Hugging Face Community Evals 如何与 EvalEval 协同工作

Hugging Face Community Evals has two sides. A benchmark lives in a dataset repo that registers itself by adding an eval.yaml. Once registered, that dataset page collects and displays a leaderboard of every score reported against it across the Hub. The list of official benchmarks grows over time. Hugging Face Community Evals 包含两个方面。基准测试位于数据集仓库中,通过添加 eval.yaml 进行注册。一旦注册,该数据集页面就会收集并显示 Hub 上针对该基准测试报告的所有分数的排行榜。官方基准测试列表会随时间不断增加。

A model’s scores live in .eval_results/*.yaml inside the model repo. They show up on the model card and feed into the matching benchmark leaderboard. Both the model author’s own results and results submitted by anyone else through a pull request get aggregated, and each score carries a badge saying whether it was author-submitted, community-submitted, or independently verified. Anyone can add a score to any model by opening a PR with the right YAML file, and the model author can close PRs or hide results on their own repo. 模型的得分存储在模型仓库内的 .eval_results/*.yaml 文件中。它们会显示在模型卡片上,并汇入相应的基准测试排行榜。模型作者自己的结果以及其他人通过 Pull Request 提交的结果都会被汇总,每个分数都会带有一个徽章,标明它是作者提交、社区提交还是经独立验证的。任何人都可以通过提交包含正确 YAML 文件的 PR 为任何模型添加分数,模型作者可以关闭 PR 或在自己的仓库中隐藏结果。

This is where EEE and Community Evals fit together. When you send a result to both, two things happen: First, your score appears on the Hugging Face model page and gets pulled into the benchmark’s leaderboard. And second, it carries a source badge that links straight back to the full EEE record, where the generation config, the harness version, the reproducibility notes, and any instance-level data live. 这就是 EEE 与 Community Evals 结合的地方。当您将结果同时发送到两者时,会发生两件事:首先,您的分数会出现在 Hugging Face 模型页面上,并被拉取到基准测试的排行榜中;其次,它会带有一个源徽章,直接链接回完整的 EEE 记录,其中包含生成配置、测试工具版本、可复现性说明以及任何实例级数据。
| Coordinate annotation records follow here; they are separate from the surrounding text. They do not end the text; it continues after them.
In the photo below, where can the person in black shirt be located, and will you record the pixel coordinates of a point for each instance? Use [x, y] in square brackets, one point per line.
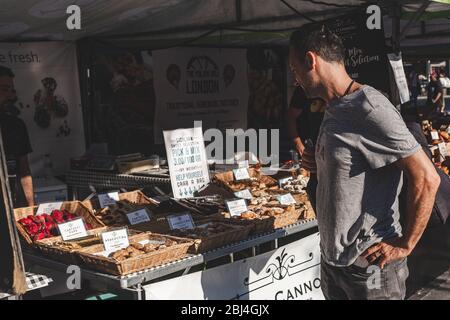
[435, 94]
[304, 118]
[16, 142]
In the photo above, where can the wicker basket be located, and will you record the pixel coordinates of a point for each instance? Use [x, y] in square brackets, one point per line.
[237, 232]
[135, 197]
[224, 178]
[49, 247]
[158, 223]
[267, 224]
[74, 207]
[145, 261]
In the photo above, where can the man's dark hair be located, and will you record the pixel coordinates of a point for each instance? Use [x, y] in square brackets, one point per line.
[318, 38]
[6, 72]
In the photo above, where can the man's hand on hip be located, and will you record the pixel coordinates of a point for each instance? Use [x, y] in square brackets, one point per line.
[386, 252]
[309, 160]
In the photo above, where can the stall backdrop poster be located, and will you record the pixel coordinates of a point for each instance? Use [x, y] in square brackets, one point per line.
[48, 100]
[187, 161]
[291, 272]
[200, 84]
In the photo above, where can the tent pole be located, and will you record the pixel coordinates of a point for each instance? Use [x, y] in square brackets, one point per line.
[12, 270]
[396, 14]
[238, 7]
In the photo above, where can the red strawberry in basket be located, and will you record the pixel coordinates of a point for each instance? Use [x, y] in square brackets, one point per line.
[35, 219]
[48, 218]
[26, 221]
[32, 229]
[40, 236]
[48, 226]
[58, 216]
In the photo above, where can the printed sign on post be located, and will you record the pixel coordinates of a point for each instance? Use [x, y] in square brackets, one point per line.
[108, 199]
[72, 230]
[138, 216]
[443, 149]
[286, 199]
[115, 240]
[241, 174]
[244, 194]
[243, 164]
[48, 207]
[187, 161]
[182, 221]
[282, 181]
[236, 207]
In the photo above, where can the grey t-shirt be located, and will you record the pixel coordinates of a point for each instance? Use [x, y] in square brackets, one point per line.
[361, 135]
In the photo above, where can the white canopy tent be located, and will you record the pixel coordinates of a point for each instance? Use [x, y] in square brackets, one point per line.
[132, 22]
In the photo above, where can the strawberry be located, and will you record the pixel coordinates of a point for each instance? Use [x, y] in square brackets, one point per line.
[48, 218]
[67, 215]
[26, 221]
[32, 229]
[39, 236]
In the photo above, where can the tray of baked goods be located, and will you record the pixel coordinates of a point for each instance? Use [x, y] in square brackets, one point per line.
[211, 234]
[254, 180]
[145, 250]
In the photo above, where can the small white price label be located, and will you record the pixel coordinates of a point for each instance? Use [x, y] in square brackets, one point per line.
[244, 194]
[180, 221]
[434, 135]
[108, 199]
[282, 181]
[243, 164]
[73, 229]
[286, 199]
[236, 207]
[115, 240]
[241, 174]
[138, 216]
[48, 207]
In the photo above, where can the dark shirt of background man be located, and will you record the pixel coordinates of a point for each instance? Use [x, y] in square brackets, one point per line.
[309, 121]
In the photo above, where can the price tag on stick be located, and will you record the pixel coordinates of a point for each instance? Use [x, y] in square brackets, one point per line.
[182, 221]
[138, 216]
[115, 240]
[434, 135]
[48, 207]
[236, 207]
[108, 199]
[73, 229]
[286, 199]
[241, 174]
[244, 194]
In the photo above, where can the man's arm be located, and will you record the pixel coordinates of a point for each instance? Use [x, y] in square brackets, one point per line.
[437, 97]
[24, 173]
[423, 183]
[291, 119]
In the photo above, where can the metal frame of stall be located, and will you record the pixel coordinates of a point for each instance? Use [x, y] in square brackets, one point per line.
[126, 284]
[130, 286]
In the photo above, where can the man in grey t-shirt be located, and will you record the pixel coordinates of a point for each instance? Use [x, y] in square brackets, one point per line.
[362, 151]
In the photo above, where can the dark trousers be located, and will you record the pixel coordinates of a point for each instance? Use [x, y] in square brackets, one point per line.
[365, 283]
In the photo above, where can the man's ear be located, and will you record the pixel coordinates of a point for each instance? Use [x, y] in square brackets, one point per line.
[310, 60]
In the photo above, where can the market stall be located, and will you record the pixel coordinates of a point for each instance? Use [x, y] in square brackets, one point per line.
[141, 226]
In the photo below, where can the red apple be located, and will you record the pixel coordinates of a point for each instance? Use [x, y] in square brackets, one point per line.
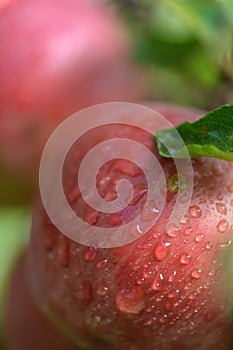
[169, 289]
[56, 58]
[26, 326]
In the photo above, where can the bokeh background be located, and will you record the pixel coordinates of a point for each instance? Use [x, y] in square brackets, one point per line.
[61, 56]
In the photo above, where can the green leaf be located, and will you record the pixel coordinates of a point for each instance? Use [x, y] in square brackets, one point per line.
[209, 136]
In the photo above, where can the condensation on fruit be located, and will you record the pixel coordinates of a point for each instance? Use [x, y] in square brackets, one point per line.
[196, 273]
[158, 283]
[223, 225]
[130, 301]
[162, 250]
[184, 259]
[172, 231]
[199, 237]
[90, 254]
[221, 208]
[195, 211]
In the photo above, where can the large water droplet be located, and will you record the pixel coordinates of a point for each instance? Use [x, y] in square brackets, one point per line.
[136, 230]
[208, 245]
[150, 211]
[185, 219]
[162, 250]
[199, 237]
[90, 254]
[196, 273]
[101, 264]
[224, 246]
[115, 219]
[172, 277]
[221, 208]
[158, 282]
[173, 294]
[130, 301]
[188, 231]
[64, 251]
[222, 226]
[230, 187]
[85, 294]
[172, 231]
[163, 319]
[195, 211]
[184, 259]
[101, 290]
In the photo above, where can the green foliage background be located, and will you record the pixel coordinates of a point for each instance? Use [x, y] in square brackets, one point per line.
[185, 48]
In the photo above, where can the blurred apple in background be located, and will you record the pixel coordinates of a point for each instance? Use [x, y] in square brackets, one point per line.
[57, 57]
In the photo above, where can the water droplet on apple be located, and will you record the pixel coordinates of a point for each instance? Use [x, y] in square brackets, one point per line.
[222, 225]
[184, 259]
[195, 211]
[130, 301]
[101, 290]
[101, 264]
[90, 254]
[172, 277]
[199, 237]
[185, 219]
[221, 208]
[208, 245]
[150, 211]
[188, 231]
[158, 282]
[172, 231]
[173, 294]
[196, 273]
[162, 250]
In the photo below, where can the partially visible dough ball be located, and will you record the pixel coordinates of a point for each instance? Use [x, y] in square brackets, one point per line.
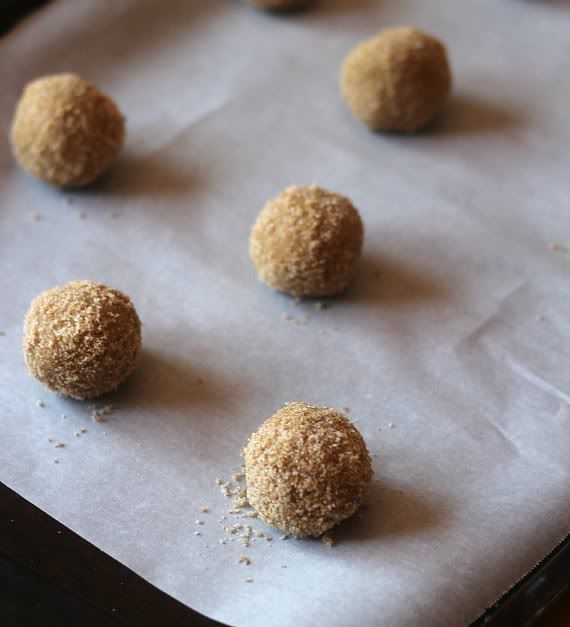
[396, 81]
[306, 242]
[65, 131]
[82, 339]
[279, 5]
[307, 469]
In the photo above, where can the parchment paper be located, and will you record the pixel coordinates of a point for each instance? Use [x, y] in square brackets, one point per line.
[456, 330]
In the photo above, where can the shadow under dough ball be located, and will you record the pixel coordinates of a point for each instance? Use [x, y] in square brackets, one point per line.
[279, 5]
[307, 469]
[396, 81]
[306, 242]
[65, 131]
[82, 339]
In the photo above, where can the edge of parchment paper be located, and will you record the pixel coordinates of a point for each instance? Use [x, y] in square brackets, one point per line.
[521, 593]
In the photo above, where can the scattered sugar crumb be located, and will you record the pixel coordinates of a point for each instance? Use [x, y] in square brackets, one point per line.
[320, 306]
[98, 415]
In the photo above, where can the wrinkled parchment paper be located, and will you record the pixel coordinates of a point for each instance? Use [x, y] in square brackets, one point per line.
[456, 331]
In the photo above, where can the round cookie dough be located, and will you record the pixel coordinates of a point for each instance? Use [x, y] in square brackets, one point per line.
[396, 81]
[306, 242]
[65, 131]
[279, 5]
[307, 469]
[82, 339]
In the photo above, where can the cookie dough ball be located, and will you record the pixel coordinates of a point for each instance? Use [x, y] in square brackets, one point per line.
[306, 242]
[279, 5]
[396, 81]
[65, 131]
[82, 339]
[307, 469]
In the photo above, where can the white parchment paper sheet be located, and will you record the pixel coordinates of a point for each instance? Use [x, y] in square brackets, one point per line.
[462, 342]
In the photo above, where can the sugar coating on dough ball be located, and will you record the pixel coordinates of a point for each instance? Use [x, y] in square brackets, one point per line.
[306, 242]
[82, 339]
[307, 469]
[396, 81]
[65, 131]
[279, 5]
The two destinations do different jobs toward the same goal. Hugging Face puts your result where people look at models, with a link back to the source. EEE keeps the full structured record that makes the result interpretable, and powers Eval Cards on top of it. Send your data to both and the same evaluation ends up visible and legible at once, which is the point of reporting one at all. 这两个目的地为实现同一目标发挥着不同的作用。Hugging Face 将您的结果放置在人们查看模型的地方,并提供回溯源头的链接。EEE 则保留了使结果可解读的完整结构化记录,并在此基础上支持“评估卡片”(Eval Cards)。将数据发送到两者,同一评估结果就能同时实现可见与可读,这正是进行评估报告的意义所在。